Reinsurance rates as a whole are 40 percent lower than they were in 2012, JLT Re said.
One of the biggest reasons is investors have found they can realize higher yields in the reinsurance market than they can by parking their money in bonds and other traditional investments, said Jay Neal, president and CEO of the Florida Association for Insurance Reform (FAIR), a Fort Lauderdale-based nonprofit insurance watchdog group.
That has enticed “alternative capital” such as “insurance-linked securities markets” to enter the reinsurance game, leading to situations like this year’s “negligible rate rises despite Florida having recently suffered its first landfalling hurricane since 2005,” JLT Re’s report said.
“This is a significant contrast to previous large-loss years which were all followed by significant — often double-digit — rate increases,” the report said.
Another reason reinsurance rates remain low in Florida is that hurricane risk isn’t as concentrated along Florida’s coast as it was in the 1960s and ’70s, Neal said. “Reinsurance costs continue to improve for Florida because other areas of the world are building up coastal real estate,” he said.
The sustainability of insurance markets, and the cost of insurance, correlates with how wide risk is spread — both geographically and what risks are covered, Neal said.
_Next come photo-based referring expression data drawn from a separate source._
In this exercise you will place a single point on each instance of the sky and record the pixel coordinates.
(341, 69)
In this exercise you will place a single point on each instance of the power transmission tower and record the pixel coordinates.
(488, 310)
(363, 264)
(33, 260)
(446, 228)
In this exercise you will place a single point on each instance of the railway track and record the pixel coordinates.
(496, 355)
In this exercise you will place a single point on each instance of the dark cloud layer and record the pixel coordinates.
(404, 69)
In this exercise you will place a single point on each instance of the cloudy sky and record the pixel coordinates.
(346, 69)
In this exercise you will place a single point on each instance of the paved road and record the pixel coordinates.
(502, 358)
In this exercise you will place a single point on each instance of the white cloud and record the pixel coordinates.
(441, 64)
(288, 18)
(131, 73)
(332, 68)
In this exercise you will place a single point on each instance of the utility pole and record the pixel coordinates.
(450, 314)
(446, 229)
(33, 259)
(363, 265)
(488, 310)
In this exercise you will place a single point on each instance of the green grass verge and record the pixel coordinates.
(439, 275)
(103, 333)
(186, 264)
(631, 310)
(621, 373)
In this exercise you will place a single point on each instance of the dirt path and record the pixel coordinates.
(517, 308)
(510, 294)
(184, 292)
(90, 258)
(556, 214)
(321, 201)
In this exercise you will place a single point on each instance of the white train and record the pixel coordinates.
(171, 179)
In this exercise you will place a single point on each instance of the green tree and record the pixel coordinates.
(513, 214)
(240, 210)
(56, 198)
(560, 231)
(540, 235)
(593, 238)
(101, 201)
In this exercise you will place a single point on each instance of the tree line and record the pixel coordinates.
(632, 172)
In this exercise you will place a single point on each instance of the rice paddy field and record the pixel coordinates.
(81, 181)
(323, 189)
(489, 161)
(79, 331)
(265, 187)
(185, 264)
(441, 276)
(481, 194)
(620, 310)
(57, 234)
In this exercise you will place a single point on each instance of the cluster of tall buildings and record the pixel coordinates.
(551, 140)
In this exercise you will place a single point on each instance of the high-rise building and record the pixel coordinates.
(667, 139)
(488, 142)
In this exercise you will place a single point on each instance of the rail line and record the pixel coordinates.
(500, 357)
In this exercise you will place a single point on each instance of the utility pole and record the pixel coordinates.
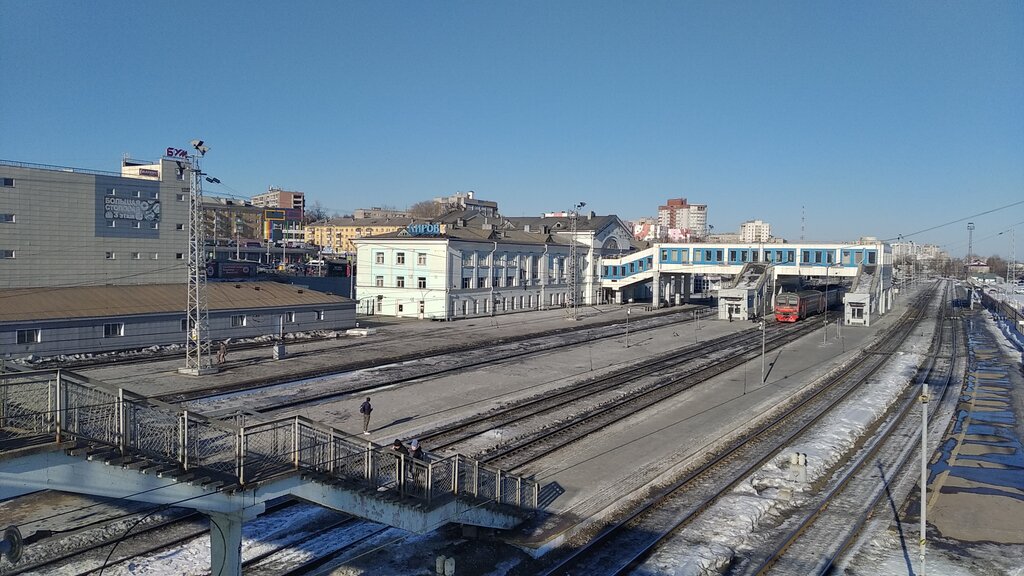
(198, 343)
(970, 246)
(924, 474)
(574, 261)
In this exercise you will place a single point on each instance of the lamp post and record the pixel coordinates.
(824, 327)
(628, 309)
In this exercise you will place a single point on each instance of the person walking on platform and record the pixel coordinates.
(366, 409)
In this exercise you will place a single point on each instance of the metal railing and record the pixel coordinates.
(57, 405)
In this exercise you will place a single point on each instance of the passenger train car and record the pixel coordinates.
(791, 306)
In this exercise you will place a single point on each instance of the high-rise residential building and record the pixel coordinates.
(276, 198)
(688, 220)
(755, 232)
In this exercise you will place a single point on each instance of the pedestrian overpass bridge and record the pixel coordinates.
(60, 430)
(665, 273)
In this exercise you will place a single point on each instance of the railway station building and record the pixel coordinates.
(468, 264)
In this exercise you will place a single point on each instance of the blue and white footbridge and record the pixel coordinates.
(745, 276)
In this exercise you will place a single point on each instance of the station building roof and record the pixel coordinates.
(19, 304)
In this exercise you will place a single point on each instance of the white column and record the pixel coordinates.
(225, 543)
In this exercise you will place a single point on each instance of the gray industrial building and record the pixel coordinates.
(95, 261)
(51, 322)
(68, 227)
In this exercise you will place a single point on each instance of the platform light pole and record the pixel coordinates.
(924, 474)
(573, 260)
(824, 327)
(198, 360)
(628, 309)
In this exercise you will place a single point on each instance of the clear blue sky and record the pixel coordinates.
(879, 118)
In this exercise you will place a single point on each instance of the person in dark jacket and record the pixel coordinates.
(366, 409)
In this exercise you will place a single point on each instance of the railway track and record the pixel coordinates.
(630, 539)
(822, 531)
(259, 401)
(592, 405)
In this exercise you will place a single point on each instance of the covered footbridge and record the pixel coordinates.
(748, 274)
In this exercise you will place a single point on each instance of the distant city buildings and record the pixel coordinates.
(467, 201)
(684, 221)
(755, 232)
(379, 213)
(276, 198)
(336, 235)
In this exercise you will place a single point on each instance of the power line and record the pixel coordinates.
(965, 218)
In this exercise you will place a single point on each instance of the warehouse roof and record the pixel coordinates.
(90, 301)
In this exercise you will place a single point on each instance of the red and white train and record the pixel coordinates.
(791, 306)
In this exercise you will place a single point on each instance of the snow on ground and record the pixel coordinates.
(712, 541)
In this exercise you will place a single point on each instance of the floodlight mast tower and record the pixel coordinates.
(198, 360)
(574, 262)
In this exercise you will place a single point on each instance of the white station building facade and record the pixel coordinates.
(468, 264)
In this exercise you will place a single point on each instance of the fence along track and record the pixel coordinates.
(624, 542)
(119, 427)
(813, 545)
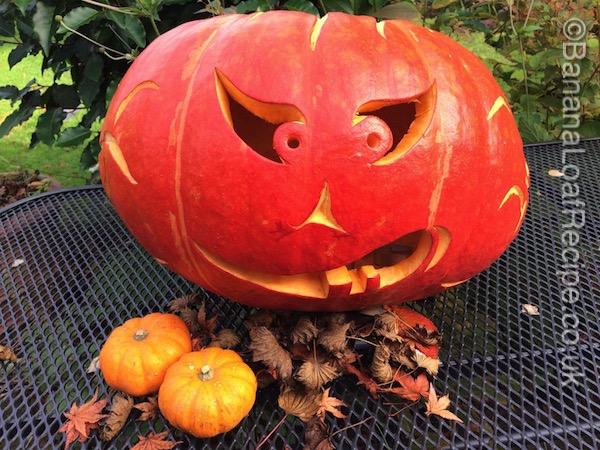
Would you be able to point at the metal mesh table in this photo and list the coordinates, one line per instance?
(70, 272)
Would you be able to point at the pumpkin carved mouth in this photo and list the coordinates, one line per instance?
(382, 267)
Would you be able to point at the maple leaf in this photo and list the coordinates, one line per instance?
(411, 388)
(82, 419)
(313, 375)
(363, 378)
(149, 409)
(316, 435)
(297, 402)
(304, 331)
(439, 406)
(331, 405)
(118, 413)
(266, 349)
(380, 366)
(155, 442)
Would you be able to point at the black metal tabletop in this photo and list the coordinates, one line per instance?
(70, 272)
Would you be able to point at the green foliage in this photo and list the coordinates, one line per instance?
(94, 42)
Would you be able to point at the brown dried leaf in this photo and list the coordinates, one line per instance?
(380, 366)
(225, 338)
(304, 331)
(6, 354)
(333, 338)
(181, 303)
(149, 409)
(411, 388)
(190, 317)
(117, 416)
(313, 375)
(439, 406)
(329, 404)
(154, 442)
(316, 435)
(431, 365)
(304, 405)
(266, 349)
(82, 419)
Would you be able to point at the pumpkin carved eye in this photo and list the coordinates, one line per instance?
(254, 121)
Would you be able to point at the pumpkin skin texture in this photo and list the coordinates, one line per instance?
(137, 354)
(290, 162)
(207, 392)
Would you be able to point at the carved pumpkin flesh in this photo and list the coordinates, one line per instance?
(291, 162)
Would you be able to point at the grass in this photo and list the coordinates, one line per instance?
(62, 164)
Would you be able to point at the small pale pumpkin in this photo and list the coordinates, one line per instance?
(137, 354)
(208, 392)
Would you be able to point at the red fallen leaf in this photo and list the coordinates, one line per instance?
(82, 419)
(363, 378)
(411, 388)
(411, 323)
(154, 442)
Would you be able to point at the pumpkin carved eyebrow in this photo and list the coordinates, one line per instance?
(254, 121)
(408, 120)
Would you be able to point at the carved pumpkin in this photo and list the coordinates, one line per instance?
(137, 354)
(291, 162)
(208, 392)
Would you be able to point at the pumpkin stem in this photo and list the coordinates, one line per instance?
(206, 373)
(140, 335)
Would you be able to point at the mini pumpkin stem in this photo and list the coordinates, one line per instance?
(206, 373)
(140, 334)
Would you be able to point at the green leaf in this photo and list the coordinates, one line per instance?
(49, 125)
(22, 5)
(439, 4)
(43, 19)
(16, 118)
(338, 5)
(9, 93)
(131, 25)
(403, 10)
(73, 136)
(301, 5)
(78, 17)
(532, 131)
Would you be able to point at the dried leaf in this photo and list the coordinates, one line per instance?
(364, 379)
(333, 338)
(225, 338)
(439, 406)
(118, 413)
(82, 419)
(304, 331)
(190, 317)
(299, 403)
(149, 409)
(181, 303)
(314, 375)
(329, 404)
(411, 388)
(155, 442)
(532, 310)
(431, 365)
(380, 366)
(6, 354)
(94, 365)
(316, 435)
(266, 349)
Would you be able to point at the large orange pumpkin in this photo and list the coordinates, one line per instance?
(291, 162)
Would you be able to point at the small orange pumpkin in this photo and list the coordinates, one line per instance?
(208, 392)
(137, 354)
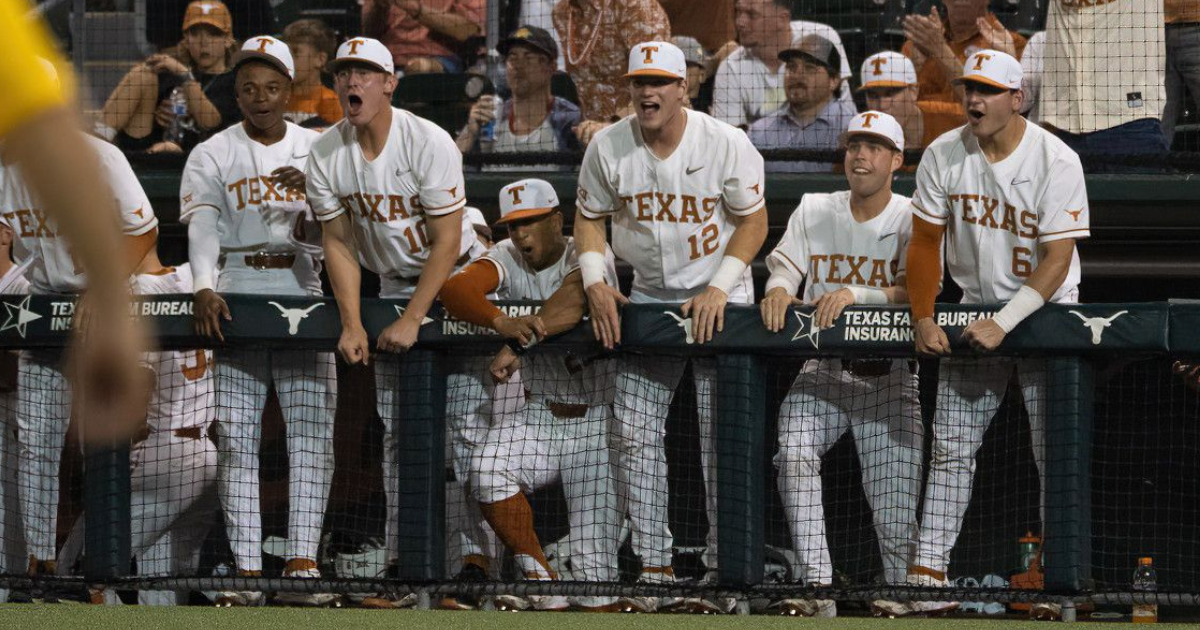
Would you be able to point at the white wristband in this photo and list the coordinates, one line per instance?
(727, 274)
(869, 295)
(592, 268)
(1023, 305)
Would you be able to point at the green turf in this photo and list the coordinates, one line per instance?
(72, 616)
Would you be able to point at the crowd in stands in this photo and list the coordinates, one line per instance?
(1113, 78)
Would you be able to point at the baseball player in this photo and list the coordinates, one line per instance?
(243, 197)
(173, 463)
(562, 431)
(43, 399)
(850, 247)
(685, 196)
(1011, 198)
(388, 189)
(12, 553)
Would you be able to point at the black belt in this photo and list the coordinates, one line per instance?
(262, 261)
(867, 367)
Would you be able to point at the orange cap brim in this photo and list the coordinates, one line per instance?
(985, 81)
(653, 72)
(882, 84)
(520, 215)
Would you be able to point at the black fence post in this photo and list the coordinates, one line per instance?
(739, 436)
(106, 491)
(420, 438)
(1067, 551)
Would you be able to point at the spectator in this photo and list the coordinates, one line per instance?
(889, 84)
(814, 115)
(312, 103)
(532, 120)
(750, 81)
(425, 36)
(711, 23)
(598, 36)
(1031, 75)
(1103, 77)
(541, 13)
(1182, 59)
(250, 18)
(699, 97)
(138, 112)
(939, 46)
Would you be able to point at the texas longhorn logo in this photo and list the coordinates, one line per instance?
(295, 315)
(1097, 324)
(685, 325)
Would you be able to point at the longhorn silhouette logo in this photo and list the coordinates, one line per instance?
(1097, 324)
(295, 315)
(685, 324)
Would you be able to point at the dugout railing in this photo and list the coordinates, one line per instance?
(1113, 358)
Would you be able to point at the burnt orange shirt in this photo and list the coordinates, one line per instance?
(597, 37)
(321, 103)
(1182, 11)
(935, 85)
(939, 118)
(709, 22)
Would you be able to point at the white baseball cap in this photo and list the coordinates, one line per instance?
(366, 51)
(269, 49)
(887, 70)
(526, 199)
(993, 67)
(657, 59)
(880, 125)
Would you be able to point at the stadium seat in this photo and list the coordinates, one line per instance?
(442, 99)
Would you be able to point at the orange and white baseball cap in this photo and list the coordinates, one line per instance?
(527, 198)
(211, 12)
(364, 51)
(657, 59)
(876, 124)
(269, 49)
(993, 67)
(887, 70)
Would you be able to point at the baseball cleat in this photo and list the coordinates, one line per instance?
(661, 575)
(387, 601)
(305, 569)
(805, 607)
(1045, 611)
(927, 577)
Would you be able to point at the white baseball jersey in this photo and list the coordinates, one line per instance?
(832, 250)
(670, 217)
(997, 214)
(546, 372)
(231, 173)
(13, 282)
(183, 395)
(418, 173)
(54, 269)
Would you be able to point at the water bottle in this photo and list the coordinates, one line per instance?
(178, 100)
(487, 130)
(1145, 580)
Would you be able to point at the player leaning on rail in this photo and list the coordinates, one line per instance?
(1012, 198)
(867, 227)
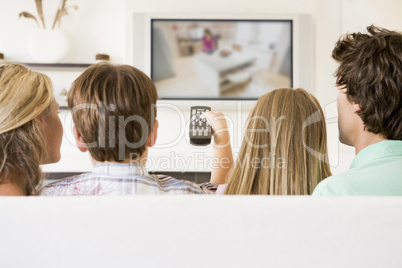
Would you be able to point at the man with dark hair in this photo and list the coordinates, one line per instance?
(369, 79)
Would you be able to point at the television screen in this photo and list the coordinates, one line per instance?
(220, 59)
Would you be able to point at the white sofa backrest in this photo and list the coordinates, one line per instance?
(200, 231)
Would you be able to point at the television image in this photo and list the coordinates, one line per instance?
(220, 59)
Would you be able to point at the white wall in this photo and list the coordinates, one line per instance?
(102, 27)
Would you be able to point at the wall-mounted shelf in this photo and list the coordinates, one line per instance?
(58, 65)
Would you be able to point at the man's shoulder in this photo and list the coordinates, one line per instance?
(333, 185)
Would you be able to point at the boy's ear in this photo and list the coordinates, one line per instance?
(79, 141)
(153, 135)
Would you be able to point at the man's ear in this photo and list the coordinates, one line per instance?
(153, 135)
(79, 141)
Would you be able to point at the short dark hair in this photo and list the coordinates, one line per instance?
(371, 70)
(113, 97)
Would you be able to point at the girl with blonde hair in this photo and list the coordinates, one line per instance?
(284, 151)
(30, 129)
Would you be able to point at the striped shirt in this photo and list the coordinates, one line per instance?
(123, 179)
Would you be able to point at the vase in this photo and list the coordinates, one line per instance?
(48, 46)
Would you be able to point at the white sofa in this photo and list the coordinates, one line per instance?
(200, 231)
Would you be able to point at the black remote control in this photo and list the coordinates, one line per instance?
(200, 130)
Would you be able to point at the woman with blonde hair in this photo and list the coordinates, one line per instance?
(284, 151)
(30, 129)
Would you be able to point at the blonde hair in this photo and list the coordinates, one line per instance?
(284, 151)
(24, 95)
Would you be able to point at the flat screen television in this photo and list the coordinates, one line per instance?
(223, 57)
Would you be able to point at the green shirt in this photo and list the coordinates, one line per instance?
(376, 170)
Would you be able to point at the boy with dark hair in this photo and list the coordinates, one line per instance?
(114, 112)
(369, 79)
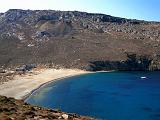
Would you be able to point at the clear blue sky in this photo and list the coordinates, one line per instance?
(135, 9)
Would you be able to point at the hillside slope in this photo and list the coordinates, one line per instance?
(11, 109)
(75, 39)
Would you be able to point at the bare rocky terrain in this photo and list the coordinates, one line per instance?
(11, 109)
(73, 39)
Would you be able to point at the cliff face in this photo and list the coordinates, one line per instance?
(11, 109)
(75, 39)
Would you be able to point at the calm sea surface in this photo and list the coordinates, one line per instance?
(106, 96)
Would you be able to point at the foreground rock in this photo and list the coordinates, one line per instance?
(11, 109)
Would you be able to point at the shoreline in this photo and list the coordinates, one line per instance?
(47, 83)
(22, 86)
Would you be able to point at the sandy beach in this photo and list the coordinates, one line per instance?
(23, 85)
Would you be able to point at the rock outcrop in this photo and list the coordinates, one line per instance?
(73, 39)
(11, 109)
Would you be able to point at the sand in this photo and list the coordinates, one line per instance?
(23, 85)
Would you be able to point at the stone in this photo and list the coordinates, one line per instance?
(65, 116)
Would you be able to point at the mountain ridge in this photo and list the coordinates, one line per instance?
(76, 39)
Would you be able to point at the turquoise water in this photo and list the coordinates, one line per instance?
(106, 96)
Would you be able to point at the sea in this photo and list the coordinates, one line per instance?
(104, 95)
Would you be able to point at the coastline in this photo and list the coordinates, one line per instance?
(22, 86)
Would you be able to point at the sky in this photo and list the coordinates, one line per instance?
(134, 9)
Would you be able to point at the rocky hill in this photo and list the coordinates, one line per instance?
(11, 109)
(75, 39)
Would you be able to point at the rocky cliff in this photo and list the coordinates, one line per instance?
(11, 109)
(75, 39)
For instance, an insurer with policies spread equally across 50 states is far less likely to be put out of business by a Florida hurricane than a company with all of its policies in Florida.
Spreading risk is why FAIR would like the federal government to require homeowners with federally backed mortgages in California, Washington and Oregon to carry earthquake insurance, he said.
Currently, there’s no such requirement for residents of those states, even though Floridians with federally backed mortgages must buy hurricane insurance.
“That’s the real way to get Florida property insurance rates lower — make residents of West Coast states buy earthquake insurance,” Neal said.
As for whether the cheap reinsurance trend continues for Florida, Patel said investors will have their eyes on a few key indicators, including how much unresolved Irma claims winding their way through the courts will increase total insured losses from the storm beyond the current tally of $8.6 billion, as well as insurers’ ongoing battle against third-party claims assignments driving up losses and lawsuits.
And if Florida and the United States overall gets hit by another round of hurricanes like in 2017, “I don’t think [reinsurers] are going to be that thrilled about it,” Patel said.
Still, Neal cautioned against rooting against reinsurers making money. Insurance regulators require Florida’s private market insurers to have enough surplus and reinsurance capital on hand to pay maximum losses following a storm with a probability of occurring once every 100 years.
Florida has about 120 private-market insurers, and it’s vital that reinsurance remain available and affordable to them, he said. Otherwise, options could dwindle like they did after the storms of 2004-05, leaving state-run Citizens as the only option for 1.6 million.
“The reality is the fact that [reinsurers] have capital deployed the way they do makes Florida’s private insurance industry possible,” he said.